ADD xvfb.init /etc/init.d/xvfb
RUN chmod +x /etc/init.d/xvfb
RUN update-rc.d xvfb defaults

ENV TARGET=somedomain.example.com

CMD (service xvfb start; export DISPLAY=:10; cd /root/selenium; ./run_all_selenium_tests.sh $TARGET)

I explained what this Dockerfile achieves in the 2nd post referenced above. The ADD instructions will copy all the files in the tests directory to the directory called /root/selenium/tests, and will copy run_all_selenium_tests.sh to /root/selenium. The ENV variable TARGET represents the URL against which we want to run our Selenium tests. It is set by default to somedomain.example.com, and is used as the first argument when running run_all_selenium_tests.sh in the CMD instruction.

At this point, I checked in the selenium-docker directory and all files and directories under it into a Github repository I will call 'devops'.

5) Create a new Jenkins project (I usually create a New Item and copy it from an existing project).

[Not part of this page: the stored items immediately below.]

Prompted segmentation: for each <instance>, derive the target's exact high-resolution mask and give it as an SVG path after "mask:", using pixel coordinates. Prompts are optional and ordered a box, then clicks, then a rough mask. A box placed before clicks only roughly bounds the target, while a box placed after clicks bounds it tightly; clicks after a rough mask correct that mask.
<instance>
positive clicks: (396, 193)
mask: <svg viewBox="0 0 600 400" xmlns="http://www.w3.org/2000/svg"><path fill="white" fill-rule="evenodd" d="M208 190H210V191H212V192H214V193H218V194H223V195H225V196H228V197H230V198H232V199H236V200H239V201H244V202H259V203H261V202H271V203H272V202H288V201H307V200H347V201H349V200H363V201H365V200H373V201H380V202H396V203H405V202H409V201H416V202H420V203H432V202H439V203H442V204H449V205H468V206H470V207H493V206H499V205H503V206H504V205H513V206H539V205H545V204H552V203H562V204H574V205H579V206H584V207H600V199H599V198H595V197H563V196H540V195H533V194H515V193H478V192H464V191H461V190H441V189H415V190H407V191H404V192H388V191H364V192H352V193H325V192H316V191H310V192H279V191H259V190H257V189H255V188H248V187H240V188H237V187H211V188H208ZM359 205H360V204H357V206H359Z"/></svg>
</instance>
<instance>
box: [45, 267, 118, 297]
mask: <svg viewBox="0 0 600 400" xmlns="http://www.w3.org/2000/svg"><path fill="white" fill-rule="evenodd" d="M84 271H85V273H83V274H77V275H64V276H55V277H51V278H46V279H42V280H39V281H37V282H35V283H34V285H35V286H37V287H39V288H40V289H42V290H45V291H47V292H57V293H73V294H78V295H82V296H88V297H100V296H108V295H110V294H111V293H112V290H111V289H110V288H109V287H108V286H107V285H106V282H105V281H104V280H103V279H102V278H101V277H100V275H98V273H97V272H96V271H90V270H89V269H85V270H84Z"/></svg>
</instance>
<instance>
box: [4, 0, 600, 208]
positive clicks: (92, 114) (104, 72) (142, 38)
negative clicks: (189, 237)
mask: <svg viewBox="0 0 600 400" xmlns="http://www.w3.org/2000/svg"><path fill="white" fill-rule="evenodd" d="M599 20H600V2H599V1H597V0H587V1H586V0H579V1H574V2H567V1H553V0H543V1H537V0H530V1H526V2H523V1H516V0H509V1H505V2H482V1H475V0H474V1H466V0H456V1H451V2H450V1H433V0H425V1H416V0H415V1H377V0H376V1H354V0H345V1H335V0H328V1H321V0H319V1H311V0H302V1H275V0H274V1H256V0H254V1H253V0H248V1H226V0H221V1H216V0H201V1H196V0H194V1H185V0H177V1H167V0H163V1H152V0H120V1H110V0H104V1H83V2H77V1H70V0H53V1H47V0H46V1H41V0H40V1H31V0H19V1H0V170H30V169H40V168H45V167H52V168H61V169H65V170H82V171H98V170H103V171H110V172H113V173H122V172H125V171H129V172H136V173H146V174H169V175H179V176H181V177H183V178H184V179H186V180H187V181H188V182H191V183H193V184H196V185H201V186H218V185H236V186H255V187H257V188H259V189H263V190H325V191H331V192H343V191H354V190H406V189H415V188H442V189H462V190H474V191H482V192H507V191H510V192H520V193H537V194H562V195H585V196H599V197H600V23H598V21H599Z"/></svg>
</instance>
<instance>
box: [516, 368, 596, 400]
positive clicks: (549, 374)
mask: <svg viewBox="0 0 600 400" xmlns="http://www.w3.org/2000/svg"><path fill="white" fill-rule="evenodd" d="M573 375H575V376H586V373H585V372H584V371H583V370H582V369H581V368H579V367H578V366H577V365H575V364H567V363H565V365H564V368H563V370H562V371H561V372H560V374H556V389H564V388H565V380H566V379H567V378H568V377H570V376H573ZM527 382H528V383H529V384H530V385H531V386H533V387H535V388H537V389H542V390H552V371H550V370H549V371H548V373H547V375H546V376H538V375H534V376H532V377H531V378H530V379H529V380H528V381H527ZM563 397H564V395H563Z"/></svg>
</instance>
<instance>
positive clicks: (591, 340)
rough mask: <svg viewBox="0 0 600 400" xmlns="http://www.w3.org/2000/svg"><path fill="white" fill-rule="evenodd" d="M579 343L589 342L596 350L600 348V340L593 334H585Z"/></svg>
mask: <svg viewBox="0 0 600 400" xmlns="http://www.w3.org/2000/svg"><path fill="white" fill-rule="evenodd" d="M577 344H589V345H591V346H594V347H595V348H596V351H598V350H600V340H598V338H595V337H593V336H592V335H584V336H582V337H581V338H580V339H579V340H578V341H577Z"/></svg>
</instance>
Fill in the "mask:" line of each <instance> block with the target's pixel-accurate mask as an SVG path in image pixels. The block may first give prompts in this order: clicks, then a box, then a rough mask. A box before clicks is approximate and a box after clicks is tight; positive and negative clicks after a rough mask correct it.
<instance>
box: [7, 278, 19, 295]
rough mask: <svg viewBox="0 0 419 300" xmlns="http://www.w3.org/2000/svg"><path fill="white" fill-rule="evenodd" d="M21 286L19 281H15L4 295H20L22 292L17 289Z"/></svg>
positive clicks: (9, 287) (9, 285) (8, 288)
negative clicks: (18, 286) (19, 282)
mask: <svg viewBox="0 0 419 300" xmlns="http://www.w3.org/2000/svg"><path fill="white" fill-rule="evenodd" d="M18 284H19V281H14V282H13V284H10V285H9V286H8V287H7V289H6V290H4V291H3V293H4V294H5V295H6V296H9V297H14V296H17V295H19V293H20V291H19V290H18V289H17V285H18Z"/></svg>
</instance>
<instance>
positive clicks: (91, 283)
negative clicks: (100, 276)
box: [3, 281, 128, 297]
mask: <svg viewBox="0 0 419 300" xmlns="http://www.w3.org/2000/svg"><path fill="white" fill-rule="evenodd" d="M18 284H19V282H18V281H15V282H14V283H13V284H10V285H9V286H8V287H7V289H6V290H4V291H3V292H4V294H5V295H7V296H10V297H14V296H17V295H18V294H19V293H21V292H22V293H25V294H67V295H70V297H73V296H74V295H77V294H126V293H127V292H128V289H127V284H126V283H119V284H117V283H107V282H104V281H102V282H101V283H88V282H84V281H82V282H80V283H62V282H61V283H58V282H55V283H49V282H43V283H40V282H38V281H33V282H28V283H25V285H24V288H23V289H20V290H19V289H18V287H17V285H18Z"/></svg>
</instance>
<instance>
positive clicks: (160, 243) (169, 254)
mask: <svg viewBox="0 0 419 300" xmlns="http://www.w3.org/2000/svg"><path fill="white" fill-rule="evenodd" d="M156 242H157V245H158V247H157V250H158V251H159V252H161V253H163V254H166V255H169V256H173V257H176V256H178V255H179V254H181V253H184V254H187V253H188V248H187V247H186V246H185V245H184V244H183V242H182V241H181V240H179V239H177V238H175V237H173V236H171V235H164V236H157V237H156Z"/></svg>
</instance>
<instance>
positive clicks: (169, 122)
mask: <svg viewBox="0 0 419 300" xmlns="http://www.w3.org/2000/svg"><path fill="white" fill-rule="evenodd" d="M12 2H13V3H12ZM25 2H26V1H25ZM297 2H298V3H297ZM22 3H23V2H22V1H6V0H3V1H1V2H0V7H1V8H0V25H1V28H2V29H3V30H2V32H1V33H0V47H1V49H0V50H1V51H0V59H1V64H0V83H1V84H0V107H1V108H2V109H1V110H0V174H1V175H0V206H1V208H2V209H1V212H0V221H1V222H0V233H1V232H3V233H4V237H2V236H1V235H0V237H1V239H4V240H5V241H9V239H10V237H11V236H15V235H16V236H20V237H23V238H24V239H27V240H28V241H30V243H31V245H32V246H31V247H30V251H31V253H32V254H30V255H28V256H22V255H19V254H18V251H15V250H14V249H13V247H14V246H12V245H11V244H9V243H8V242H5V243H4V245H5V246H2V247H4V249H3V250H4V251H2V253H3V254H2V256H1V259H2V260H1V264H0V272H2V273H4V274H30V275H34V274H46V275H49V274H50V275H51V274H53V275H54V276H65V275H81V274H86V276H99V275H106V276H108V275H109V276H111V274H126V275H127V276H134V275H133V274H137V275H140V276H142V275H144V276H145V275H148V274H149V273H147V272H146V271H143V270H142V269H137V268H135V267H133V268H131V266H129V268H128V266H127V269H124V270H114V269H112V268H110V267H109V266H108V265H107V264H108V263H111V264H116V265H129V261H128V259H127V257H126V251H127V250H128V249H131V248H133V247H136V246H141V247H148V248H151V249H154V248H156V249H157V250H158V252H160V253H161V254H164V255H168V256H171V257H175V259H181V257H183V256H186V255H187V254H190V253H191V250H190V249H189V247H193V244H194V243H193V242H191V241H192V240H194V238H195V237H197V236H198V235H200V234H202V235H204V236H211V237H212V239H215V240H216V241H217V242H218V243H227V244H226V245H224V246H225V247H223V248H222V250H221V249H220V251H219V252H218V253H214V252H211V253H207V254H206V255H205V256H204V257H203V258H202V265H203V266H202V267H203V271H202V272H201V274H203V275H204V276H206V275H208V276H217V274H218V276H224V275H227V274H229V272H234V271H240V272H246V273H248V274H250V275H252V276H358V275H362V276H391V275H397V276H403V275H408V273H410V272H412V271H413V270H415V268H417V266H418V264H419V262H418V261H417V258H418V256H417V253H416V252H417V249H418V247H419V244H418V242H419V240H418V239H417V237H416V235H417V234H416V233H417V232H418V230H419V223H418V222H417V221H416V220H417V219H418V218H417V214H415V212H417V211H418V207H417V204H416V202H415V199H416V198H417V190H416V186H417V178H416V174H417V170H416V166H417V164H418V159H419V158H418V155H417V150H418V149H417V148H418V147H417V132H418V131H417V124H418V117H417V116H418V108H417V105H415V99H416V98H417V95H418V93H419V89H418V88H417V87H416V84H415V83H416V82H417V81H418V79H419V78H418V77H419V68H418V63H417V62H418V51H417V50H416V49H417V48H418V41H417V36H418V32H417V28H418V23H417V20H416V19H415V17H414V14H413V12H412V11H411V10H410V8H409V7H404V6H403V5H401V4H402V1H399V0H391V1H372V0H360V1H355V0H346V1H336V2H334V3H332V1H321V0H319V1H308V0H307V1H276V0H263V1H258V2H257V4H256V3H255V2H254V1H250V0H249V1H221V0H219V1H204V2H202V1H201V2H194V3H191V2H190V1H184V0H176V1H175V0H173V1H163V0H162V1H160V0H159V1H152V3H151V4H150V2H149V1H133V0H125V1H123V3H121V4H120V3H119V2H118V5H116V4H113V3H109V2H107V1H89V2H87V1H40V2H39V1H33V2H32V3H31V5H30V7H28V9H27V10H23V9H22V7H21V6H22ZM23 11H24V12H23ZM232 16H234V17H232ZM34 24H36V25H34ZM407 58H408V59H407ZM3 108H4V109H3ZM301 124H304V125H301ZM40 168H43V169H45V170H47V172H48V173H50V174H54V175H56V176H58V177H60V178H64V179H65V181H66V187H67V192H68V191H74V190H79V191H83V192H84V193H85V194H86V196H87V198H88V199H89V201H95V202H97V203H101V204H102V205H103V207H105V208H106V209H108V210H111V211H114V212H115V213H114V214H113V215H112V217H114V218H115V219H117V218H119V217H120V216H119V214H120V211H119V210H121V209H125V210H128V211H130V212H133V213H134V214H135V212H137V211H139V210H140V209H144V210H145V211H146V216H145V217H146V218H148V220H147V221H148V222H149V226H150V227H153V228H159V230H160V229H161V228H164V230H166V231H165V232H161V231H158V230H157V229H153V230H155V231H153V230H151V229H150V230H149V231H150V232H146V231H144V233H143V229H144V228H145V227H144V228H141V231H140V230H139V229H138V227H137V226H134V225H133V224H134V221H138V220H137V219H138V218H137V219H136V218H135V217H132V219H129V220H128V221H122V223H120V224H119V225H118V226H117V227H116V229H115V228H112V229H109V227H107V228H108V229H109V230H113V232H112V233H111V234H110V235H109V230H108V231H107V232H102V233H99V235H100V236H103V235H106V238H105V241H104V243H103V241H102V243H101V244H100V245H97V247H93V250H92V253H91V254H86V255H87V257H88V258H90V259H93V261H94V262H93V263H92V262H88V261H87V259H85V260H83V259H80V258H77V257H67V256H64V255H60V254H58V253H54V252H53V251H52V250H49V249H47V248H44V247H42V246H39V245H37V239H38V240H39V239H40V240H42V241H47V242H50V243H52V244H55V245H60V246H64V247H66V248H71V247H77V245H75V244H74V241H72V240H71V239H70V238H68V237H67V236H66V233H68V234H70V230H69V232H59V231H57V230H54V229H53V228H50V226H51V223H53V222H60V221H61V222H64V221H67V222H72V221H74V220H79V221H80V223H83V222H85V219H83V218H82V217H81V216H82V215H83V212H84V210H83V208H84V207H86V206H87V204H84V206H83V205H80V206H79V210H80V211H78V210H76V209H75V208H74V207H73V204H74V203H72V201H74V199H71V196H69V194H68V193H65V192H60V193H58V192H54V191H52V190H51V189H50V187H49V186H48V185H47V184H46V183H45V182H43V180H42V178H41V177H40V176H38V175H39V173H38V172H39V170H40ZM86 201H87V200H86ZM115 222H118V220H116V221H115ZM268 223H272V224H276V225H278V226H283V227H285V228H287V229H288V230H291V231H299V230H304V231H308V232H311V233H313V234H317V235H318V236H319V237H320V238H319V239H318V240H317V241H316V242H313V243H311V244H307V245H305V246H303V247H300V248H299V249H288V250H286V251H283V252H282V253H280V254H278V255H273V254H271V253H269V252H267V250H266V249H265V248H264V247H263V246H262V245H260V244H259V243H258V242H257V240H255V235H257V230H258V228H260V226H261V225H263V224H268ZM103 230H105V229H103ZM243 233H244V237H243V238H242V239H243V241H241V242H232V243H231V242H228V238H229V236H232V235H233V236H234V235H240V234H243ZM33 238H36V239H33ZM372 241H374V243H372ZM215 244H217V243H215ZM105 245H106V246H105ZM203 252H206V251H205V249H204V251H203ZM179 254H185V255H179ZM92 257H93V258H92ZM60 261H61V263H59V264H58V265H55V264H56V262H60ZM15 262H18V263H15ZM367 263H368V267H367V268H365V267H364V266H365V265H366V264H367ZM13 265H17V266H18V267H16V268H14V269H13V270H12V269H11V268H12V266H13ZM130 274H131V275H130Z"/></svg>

I specified that the build is parameterized and I indicated a choice parameter called TARGET_HOST with a few host/domain names that I want to test. I also specified Git as the Source Code Management type, and I indicated the URL of the devops repository on Github. Most of the action of course happens in the Jenkins build step, which in my case is of type "Execute shell". Here it is:

#!/bin/bash

set +e

IMAGE_NAME=selenium-wd:v1

cd $WORKSPACE/selenium-docker

# build the image out of the Dockerfile in the current directory
/usr/bin/docker build -t $IMAGE_NAME .

# run a container based on the image
CONTAINER_ID=`/usr/bin/docker run -d -e "TARGET=$TARGET_HOST" $IMAGE_NAME`

echo CONTAINER_ID=$CONTAINER_ID
  
# while the container is still running, sleep and check logs; repeat every 40 sec
while [ $? -eq 0 ];
do
  sleep 40
  /usr/bin/docker logs $CONTAINER_ID
  /usr/bin/docker ps | grep $IMAGE_NAME
done

# docker logs sends errors to stderr so we need to save its output to a file first
/usr/bin/docker logs $CONTAINER_ID > d.out 2>&1

# remove the container so they don't keep accumulating
docker rm $CONTAINER_ID

# mark jenkins build as failed if log output contains FAILED
grep "FAILED" d.out

if [[ $? -eq 0 ]]; then  
  rm d.out 
  exit 1
else
  rm d.out
  exit 0
fi

Some notes:
  • it is recommended that you specify #!/bin/bash as the 1st line of your script, to make sure that bash is the shell that is being used
  • use set +e if you want the Jenkins shell script to continue after hitting a non-zero return code (the default behavior is for the script to stop on the first line it encounters an error and for the build to be marked as failed; subsequent lines won't get executed, resulting in much pulling of hair)
  • the Jenkins script will build a new image every time it runs, so that we make sure we have updated Selenium scripts in place
  • when running the container via docker run, we specify -e "TARGET=$TARGET_HOST" as an extra command line argument. This will override the ENV variable named TARGET in the Dockerfile with the value received from the Jenkins multiple choice dropdown for TARGET_HOST
  • the main part of the shell script stays in a while loop that checks for the return code of "/usr/bin/docker ps | grep $IMAGE_NAME". This is so we wait for all the Selenium tests to finish, at which point docker ps will not show the container running anymore (you can still see the container by running docker ps -a)
  • once the tests finish, we save the stdout and stderr of the docker logs command for our container to a file (this is so we capture both stdout and stderr; at first I tried something like docker logs $CONTAINER_ID | grep FAILED but this was never successful, because it was grep-ing against stdout, and errors are sent to stderr)
  • we grep the file (d.out) for the string FAILED and if we find it, we exit with code 1, i.e. unsuccessful as far as Jenkins is concerned. If we don't find it, we exit successfully with code 0.